Rush Limbaugh named kids’ Author of the Year

Rush Limbaugh won the Author of the Year award in the 3rd and 4th grade category of the Children's Choice Book Awards.
(Chris Carlson / Associated Press)

Rush Limbaugh, the conservative radio commentator who is a kind of a boogeyman to liberals, was honored Wednesday night with a children’s book award.

Limbaugh won the Author of the Year prize in the Children’s Choice Book Awards for his book “Rush Revere and the Brave Pilgrims: Time-Travel Adventures with Exceptional Americans.”

In accepting the award, Limbaugh was typically combative (if somewhat more subtly than usual standards).


“I love America. I wish everybody did,” he said. “I hope everybody will. It’s one of the most fascinating stories in human history ... and it’s a delight and it’s an opportunity to try to share that story with young people so they can grow and learn to love and appreciate the country in which they’re growing up and will someday run and lead and inherit.”

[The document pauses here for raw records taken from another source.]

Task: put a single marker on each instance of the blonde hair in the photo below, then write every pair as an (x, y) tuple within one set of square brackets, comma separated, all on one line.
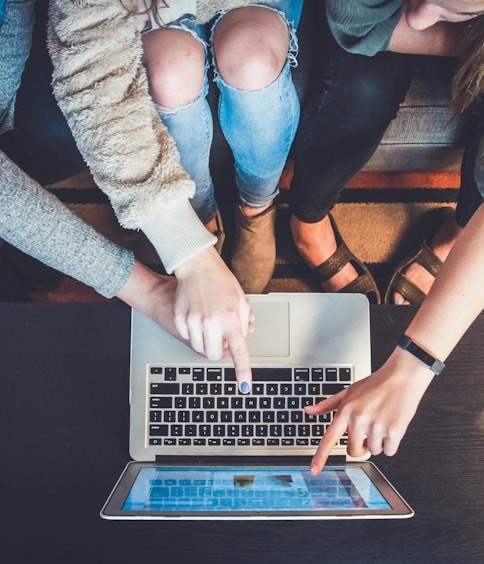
[(468, 82)]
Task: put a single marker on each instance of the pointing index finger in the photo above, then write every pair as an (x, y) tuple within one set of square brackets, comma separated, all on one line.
[(334, 432), (239, 351)]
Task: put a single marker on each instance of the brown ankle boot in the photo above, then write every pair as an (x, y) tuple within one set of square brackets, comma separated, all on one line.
[(254, 251)]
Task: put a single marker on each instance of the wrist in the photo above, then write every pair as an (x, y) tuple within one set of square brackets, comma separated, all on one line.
[(424, 356)]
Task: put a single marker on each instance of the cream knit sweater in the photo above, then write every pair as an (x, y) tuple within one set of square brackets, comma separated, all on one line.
[(102, 89)]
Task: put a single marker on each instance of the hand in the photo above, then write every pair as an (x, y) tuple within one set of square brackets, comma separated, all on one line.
[(375, 411), (213, 313)]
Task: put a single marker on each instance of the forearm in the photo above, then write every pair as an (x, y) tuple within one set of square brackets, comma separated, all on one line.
[(457, 296), (151, 294), (102, 89)]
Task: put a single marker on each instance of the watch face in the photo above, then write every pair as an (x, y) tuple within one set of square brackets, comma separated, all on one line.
[(433, 363)]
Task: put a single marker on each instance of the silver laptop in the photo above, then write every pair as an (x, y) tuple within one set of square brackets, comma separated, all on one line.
[(188, 419)]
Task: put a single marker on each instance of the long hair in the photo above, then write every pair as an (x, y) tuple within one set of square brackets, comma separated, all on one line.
[(468, 83)]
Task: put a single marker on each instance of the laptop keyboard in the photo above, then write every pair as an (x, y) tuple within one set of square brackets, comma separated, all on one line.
[(201, 406)]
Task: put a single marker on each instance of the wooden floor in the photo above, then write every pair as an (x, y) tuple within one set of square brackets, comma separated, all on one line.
[(381, 199)]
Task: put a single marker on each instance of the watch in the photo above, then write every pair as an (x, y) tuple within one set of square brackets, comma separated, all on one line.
[(433, 363)]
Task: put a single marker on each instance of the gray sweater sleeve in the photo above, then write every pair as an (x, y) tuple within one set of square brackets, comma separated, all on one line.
[(36, 222), (363, 27)]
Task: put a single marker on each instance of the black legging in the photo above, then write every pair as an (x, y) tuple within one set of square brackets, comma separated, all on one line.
[(41, 143), (351, 101)]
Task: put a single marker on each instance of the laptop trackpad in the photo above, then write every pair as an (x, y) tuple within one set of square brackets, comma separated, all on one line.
[(271, 335)]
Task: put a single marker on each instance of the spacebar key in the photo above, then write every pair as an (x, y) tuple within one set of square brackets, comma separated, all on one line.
[(332, 389)]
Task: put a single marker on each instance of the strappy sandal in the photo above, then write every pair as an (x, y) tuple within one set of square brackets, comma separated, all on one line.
[(364, 284), (420, 253)]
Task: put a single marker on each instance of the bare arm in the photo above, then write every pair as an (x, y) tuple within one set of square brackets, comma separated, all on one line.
[(376, 411)]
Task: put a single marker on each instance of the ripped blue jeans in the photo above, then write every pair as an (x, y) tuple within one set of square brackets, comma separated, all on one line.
[(259, 125)]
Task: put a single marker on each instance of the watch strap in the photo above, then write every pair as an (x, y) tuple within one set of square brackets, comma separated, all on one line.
[(433, 363)]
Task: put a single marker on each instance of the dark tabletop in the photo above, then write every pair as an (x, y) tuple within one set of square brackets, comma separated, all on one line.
[(64, 442)]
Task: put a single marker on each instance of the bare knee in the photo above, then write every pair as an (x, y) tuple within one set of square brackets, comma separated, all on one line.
[(251, 46), (175, 63)]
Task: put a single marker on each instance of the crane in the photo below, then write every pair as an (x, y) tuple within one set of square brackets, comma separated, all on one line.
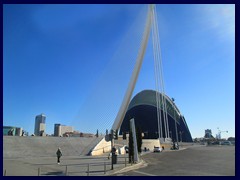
[(219, 133)]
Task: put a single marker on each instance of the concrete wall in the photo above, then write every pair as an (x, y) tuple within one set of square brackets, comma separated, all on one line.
[(34, 146)]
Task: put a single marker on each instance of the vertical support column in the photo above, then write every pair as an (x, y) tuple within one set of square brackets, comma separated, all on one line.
[(136, 159), (131, 85)]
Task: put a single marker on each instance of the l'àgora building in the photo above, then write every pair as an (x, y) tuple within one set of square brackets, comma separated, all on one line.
[(143, 108)]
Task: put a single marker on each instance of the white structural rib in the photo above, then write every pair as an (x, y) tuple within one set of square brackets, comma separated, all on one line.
[(122, 111)]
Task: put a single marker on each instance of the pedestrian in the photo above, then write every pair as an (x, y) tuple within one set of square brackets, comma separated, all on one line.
[(59, 154)]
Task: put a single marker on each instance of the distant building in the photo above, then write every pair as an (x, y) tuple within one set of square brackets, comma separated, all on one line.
[(208, 133), (12, 131), (40, 126), (60, 130)]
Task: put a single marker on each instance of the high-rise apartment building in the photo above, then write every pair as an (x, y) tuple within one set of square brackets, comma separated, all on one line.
[(59, 129)]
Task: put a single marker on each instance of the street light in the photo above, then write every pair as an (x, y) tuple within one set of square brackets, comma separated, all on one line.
[(175, 120), (181, 132)]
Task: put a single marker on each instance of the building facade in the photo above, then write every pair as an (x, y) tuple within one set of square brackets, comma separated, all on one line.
[(40, 125), (143, 108), (60, 130), (12, 131)]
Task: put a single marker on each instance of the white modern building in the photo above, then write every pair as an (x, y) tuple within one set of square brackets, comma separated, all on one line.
[(40, 126)]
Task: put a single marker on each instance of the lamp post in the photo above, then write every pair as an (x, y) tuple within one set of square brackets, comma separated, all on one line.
[(181, 132), (175, 120)]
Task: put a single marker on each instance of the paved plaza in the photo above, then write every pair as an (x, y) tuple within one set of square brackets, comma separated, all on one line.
[(192, 161)]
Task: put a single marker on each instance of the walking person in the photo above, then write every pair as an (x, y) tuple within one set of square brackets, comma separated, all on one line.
[(59, 154)]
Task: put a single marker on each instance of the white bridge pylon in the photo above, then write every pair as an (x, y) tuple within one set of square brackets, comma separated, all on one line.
[(150, 22)]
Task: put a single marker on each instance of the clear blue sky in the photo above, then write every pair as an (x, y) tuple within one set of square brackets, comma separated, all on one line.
[(72, 63)]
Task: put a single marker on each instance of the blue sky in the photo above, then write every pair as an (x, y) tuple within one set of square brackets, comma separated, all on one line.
[(73, 63)]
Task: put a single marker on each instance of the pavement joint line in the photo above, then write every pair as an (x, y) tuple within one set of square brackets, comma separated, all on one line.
[(145, 173), (141, 164)]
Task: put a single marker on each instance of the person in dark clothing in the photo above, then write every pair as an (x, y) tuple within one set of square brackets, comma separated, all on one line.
[(59, 154)]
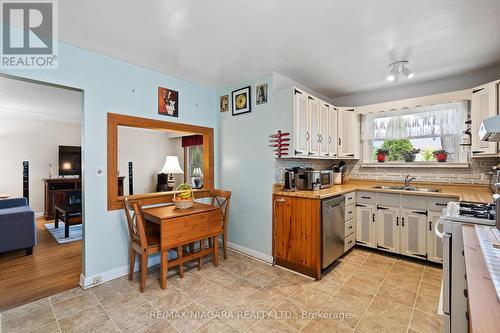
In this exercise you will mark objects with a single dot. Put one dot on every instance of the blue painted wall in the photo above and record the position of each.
(247, 168)
(114, 86)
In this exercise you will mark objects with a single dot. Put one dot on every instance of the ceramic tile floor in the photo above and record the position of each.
(364, 292)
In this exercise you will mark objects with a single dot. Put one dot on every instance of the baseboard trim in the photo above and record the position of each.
(94, 280)
(252, 253)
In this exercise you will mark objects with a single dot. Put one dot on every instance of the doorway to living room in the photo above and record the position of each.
(41, 190)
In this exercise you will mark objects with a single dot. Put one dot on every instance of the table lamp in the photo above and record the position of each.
(170, 168)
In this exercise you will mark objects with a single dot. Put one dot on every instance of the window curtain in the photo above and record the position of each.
(192, 140)
(420, 122)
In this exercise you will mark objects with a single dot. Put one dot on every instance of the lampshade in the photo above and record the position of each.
(197, 172)
(171, 165)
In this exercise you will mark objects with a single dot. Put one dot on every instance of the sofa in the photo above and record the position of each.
(17, 226)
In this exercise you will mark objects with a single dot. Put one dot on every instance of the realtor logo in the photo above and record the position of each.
(29, 36)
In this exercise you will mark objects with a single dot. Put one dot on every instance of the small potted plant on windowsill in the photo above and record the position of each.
(381, 154)
(441, 155)
(411, 155)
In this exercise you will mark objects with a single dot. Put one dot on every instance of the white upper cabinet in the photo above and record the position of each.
(332, 131)
(483, 106)
(324, 129)
(388, 229)
(313, 105)
(348, 133)
(316, 128)
(302, 135)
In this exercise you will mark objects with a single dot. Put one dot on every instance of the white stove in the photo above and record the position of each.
(453, 300)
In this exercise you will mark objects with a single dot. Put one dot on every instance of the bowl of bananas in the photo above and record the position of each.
(183, 196)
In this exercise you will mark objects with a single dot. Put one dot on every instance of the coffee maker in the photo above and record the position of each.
(289, 180)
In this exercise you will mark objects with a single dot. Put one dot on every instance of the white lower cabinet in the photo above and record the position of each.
(434, 243)
(387, 222)
(366, 231)
(414, 233)
(407, 229)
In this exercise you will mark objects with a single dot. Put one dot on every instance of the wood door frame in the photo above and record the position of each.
(115, 120)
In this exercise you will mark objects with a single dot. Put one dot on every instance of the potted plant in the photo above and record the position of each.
(381, 154)
(441, 155)
(410, 156)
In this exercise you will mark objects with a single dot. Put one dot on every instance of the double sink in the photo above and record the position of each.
(408, 188)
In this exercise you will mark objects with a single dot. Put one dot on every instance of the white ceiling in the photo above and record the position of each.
(26, 99)
(335, 47)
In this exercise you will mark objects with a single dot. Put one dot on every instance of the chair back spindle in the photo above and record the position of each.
(135, 222)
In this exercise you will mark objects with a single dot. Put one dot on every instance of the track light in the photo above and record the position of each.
(399, 67)
(393, 75)
(407, 72)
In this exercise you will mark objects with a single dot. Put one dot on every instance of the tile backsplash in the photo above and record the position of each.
(477, 173)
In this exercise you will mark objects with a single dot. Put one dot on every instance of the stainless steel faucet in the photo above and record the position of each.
(408, 180)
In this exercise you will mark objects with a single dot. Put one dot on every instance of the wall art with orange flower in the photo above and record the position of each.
(168, 102)
(242, 102)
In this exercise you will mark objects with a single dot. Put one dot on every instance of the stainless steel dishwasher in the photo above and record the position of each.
(332, 229)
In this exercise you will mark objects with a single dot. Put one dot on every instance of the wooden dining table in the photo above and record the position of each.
(179, 227)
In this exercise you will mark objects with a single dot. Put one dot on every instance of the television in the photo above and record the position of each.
(70, 161)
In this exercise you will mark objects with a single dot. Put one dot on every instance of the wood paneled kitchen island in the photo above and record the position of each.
(409, 231)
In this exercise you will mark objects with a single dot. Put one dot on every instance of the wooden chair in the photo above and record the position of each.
(143, 241)
(221, 199)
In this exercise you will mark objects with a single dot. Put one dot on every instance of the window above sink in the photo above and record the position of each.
(409, 137)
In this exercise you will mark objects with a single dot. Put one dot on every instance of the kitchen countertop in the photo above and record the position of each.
(464, 192)
(484, 307)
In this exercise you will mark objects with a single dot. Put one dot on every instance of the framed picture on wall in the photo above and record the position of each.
(224, 103)
(168, 102)
(241, 99)
(261, 94)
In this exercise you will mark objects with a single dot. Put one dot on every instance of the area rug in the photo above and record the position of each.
(75, 232)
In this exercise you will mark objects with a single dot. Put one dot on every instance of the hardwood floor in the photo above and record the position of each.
(51, 269)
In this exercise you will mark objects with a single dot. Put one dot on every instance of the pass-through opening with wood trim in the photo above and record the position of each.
(115, 120)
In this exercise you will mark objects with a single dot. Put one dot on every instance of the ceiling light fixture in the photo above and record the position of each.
(399, 67)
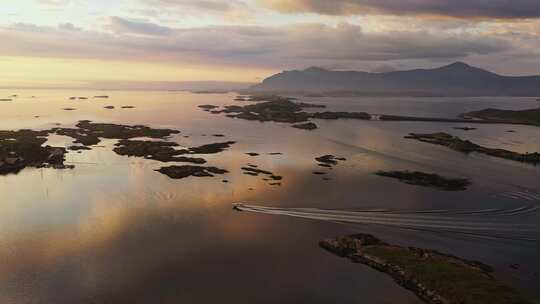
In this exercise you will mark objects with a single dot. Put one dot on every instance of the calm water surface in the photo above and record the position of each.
(115, 231)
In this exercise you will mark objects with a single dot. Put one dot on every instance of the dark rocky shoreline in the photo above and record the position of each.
(427, 180)
(466, 146)
(435, 277)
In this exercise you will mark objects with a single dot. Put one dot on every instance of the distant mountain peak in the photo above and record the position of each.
(455, 79)
(315, 70)
(459, 65)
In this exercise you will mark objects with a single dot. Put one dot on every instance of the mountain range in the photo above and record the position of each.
(456, 79)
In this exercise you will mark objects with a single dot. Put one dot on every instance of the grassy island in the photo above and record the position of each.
(427, 180)
(433, 276)
(466, 146)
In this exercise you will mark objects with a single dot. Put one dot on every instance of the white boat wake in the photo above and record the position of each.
(496, 223)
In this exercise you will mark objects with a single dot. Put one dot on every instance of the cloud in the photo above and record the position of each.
(232, 10)
(451, 8)
(270, 47)
(124, 26)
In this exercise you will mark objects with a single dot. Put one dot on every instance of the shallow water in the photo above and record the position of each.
(115, 231)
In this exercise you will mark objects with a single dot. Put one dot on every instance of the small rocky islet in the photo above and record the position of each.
(427, 180)
(24, 148)
(466, 146)
(435, 277)
(281, 109)
(254, 170)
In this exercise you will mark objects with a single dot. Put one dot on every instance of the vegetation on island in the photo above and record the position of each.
(466, 146)
(433, 276)
(528, 117)
(427, 180)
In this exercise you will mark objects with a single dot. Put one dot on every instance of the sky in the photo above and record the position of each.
(77, 43)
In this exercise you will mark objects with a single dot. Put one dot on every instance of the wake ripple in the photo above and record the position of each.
(488, 222)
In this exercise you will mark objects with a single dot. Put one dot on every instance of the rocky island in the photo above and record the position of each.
(25, 148)
(466, 146)
(526, 117)
(284, 110)
(435, 277)
(427, 180)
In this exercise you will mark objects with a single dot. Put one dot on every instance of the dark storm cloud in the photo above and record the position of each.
(450, 8)
(125, 26)
(249, 45)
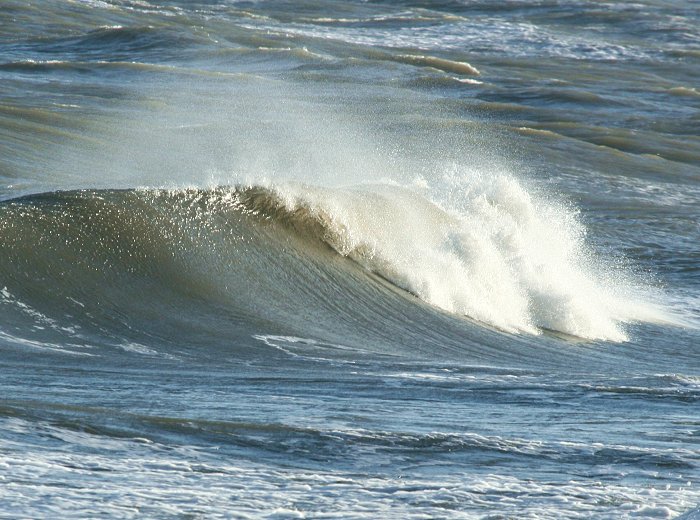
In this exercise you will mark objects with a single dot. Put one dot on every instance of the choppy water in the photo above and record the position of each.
(350, 259)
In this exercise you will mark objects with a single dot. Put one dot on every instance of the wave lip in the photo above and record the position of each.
(490, 250)
(500, 255)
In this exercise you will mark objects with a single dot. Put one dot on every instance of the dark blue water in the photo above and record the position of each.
(349, 259)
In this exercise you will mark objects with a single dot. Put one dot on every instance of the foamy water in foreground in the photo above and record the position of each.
(349, 260)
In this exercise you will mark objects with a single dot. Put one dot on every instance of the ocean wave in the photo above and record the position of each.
(499, 255)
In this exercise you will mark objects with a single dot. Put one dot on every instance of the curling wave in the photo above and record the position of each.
(278, 254)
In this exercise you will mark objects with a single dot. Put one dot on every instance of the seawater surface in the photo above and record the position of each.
(350, 259)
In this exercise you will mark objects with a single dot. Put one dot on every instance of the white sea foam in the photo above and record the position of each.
(482, 246)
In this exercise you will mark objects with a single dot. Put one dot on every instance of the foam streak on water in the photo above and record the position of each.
(349, 259)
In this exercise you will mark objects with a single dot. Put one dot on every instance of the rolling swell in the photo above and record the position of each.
(138, 269)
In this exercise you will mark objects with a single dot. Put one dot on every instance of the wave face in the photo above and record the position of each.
(349, 259)
(498, 256)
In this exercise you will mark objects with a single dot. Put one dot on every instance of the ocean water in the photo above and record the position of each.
(350, 259)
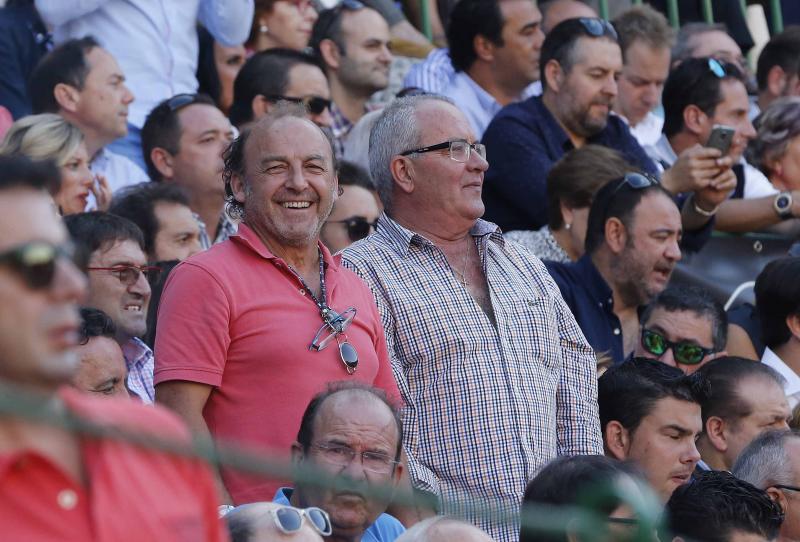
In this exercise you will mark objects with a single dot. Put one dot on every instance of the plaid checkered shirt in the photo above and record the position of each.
(485, 407)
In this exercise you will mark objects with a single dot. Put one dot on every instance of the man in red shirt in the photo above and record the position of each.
(56, 485)
(250, 330)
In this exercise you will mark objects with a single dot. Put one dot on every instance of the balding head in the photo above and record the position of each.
(256, 522)
(442, 529)
(558, 11)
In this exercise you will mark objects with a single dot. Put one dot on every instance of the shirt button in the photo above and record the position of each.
(67, 499)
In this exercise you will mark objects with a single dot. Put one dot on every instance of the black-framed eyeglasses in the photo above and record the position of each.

The winner was chosen by online voters. The five finalists in the category were all chosen for their place atop bestseller lists.

On March 25, not long after the finalists were announced, Limbaugh went on his radio show (which has a daily audience of several million) and asked his listeners to vote for him.

Limbaugh said: “If your children have read ‘Rush Revere and the Brave Pilgrims’ or if they are reading ‘Rush Revere and the First Patriots,’ second book ... and if they would like to vote, simply go to and we’ve got a link that will take you right to the voting page.”

The awards are organized by the Children’s Book Council, a trade association, and Every Child a Reader, a nonprofit foundation. When Limbaugh was announced as a finalist, many liberal commentators were predictably flummoxed.

“Who would inflict a book by Rush Limbaugh on a child they loved?” John Amato asked on the website Crooks and Liars.

At Kirkus Reviews, Limbaugh’s nomination for the award prompted editor Vicky Smith to take a new look at the Limbaugh books. She found poor production qualities and a notable lack of proofreading -- all of which is common, she wrote, in the growing “celebrity publishing” genre, which includes “insta–bestsellers by the likes of Jerry Seinfeld, Tori Spelling and Jay Leno.”

“Most of these books resemble Limbaugh’s in approach to quality control if nothing else: Hastily put together, they are hustled onto the market with as little attention as humanly possible paid (time is money, after all) and with the knowledge that star power will carry consumers past such minor flaws as incoherent narrative arcs and terrible prose,” Smith wrote. “The Rush Revere books have clearly been propelled onto the shelves by such thinking.”